The research, which was published in this month’s Pediatrics, analyzes health data from approximately 3,400 teens of varying races, in all weight categories (normal weight, overweight, obese).
In addition to the shocking 1 in 4 statistic, the study reveals an unsettling trend in the growth of juvenile diabetes in this country. The percentage of teens with diabetes or prediabetes jumped 14% in less than a decade, from 9% in 1999-2000 to 23% in 2007-2008. These numbers are high—especially when considering the American Heart Association lists diabetes as a “controllable risk factor” for cardiovascular disease.

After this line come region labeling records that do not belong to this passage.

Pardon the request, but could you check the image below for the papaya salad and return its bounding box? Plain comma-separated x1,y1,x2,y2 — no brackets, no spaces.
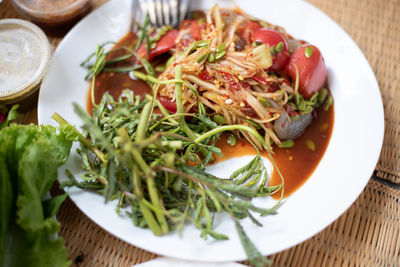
57,5,333,266
149,6,332,149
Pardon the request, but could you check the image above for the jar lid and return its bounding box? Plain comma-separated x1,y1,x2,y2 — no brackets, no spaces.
12,0,91,26
0,19,51,103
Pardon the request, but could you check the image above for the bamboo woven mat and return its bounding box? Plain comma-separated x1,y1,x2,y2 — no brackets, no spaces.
0,0,400,266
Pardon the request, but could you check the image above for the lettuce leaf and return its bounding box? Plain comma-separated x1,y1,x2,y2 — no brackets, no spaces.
0,122,77,267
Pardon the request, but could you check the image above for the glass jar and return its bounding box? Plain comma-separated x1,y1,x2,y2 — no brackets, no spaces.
0,19,51,105
11,0,91,26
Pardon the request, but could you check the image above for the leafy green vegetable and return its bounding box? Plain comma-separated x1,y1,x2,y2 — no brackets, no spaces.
53,87,282,264
0,113,77,267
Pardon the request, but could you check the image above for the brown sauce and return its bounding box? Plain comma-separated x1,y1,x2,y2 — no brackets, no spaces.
87,33,334,198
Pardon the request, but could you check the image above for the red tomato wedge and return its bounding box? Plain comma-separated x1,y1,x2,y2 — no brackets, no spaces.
253,28,290,71
286,44,326,99
240,21,262,44
138,29,179,61
158,95,177,113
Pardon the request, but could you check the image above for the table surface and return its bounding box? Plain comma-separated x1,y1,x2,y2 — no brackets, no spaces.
0,0,400,266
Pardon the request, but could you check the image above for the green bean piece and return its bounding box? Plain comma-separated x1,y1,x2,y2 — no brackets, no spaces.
324,96,333,111
197,53,208,63
279,140,295,148
257,97,271,108
226,134,236,146
215,43,226,54
208,53,215,63
306,139,315,151
213,114,226,125
215,50,226,60
318,88,328,104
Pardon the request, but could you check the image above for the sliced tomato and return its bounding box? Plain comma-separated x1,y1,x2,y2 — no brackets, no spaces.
240,101,257,118
138,29,179,61
286,44,326,99
254,28,290,71
240,21,262,44
158,95,177,113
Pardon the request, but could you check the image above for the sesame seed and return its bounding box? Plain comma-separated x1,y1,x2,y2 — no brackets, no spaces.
225,98,233,105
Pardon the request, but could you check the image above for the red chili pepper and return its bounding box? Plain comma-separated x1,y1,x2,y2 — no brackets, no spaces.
268,82,281,93
138,29,179,61
240,81,251,91
198,70,212,81
250,75,267,84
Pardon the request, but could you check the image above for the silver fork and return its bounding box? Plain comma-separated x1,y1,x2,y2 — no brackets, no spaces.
131,0,192,32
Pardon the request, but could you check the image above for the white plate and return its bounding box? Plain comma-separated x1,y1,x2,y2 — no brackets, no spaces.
38,0,384,261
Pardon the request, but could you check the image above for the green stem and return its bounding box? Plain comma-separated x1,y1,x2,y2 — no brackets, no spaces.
175,65,197,140
131,102,168,234
194,124,268,150
51,113,107,163
135,102,152,143
132,169,162,236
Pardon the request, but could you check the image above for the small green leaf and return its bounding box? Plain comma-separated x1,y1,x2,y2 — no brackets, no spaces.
275,42,283,53
304,46,314,58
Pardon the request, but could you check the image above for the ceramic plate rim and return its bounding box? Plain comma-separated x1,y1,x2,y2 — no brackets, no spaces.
38,0,384,261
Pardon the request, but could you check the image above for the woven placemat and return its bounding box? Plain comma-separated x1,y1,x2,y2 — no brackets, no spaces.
0,0,400,266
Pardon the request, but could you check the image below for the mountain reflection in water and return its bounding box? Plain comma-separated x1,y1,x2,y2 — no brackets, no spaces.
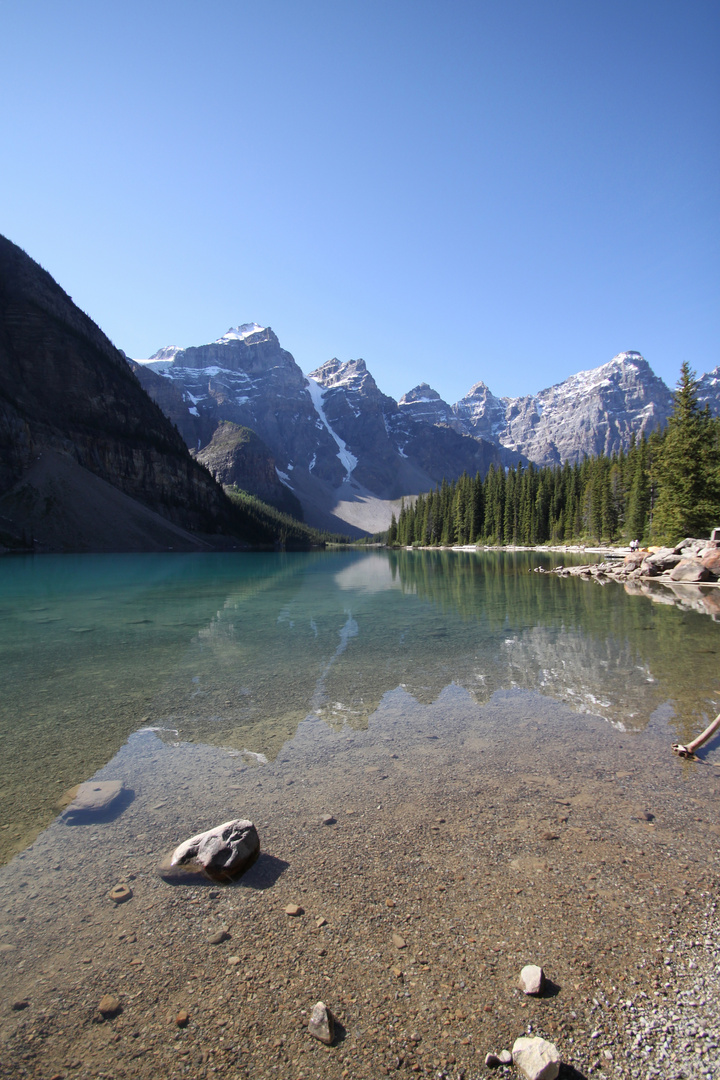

“Our ﬁndings are concerning given growing evidence demonstrating that [heart disease] risk factors present during childhood may persist into adulthood,” said Ashleigh L. May, primary author of the study and epidemiologist for the CDC.
According to the study, normal weight teens were the least at-risk group for heart disease, followed by overweight participants, and obese participants were the most at-risk group. That being said, a shocking 37% of normal weight participants exhibited one or more risk factors for cardiovascular disease.
As a solution, the authors of the study suggest all teens try to implement a healthier lifestyle: “The results presented here indicate that from a population level, a large proportion of adolescents, regardless of weight status, would beneﬁt from interventions such as Let’s Move and programs that promote overall healthy lifestyles, including physical activity, healthy diet, and healthy weight maintenance.”
Why do you think the rate of teens with diabetes is climbing? How do you get your kids moving?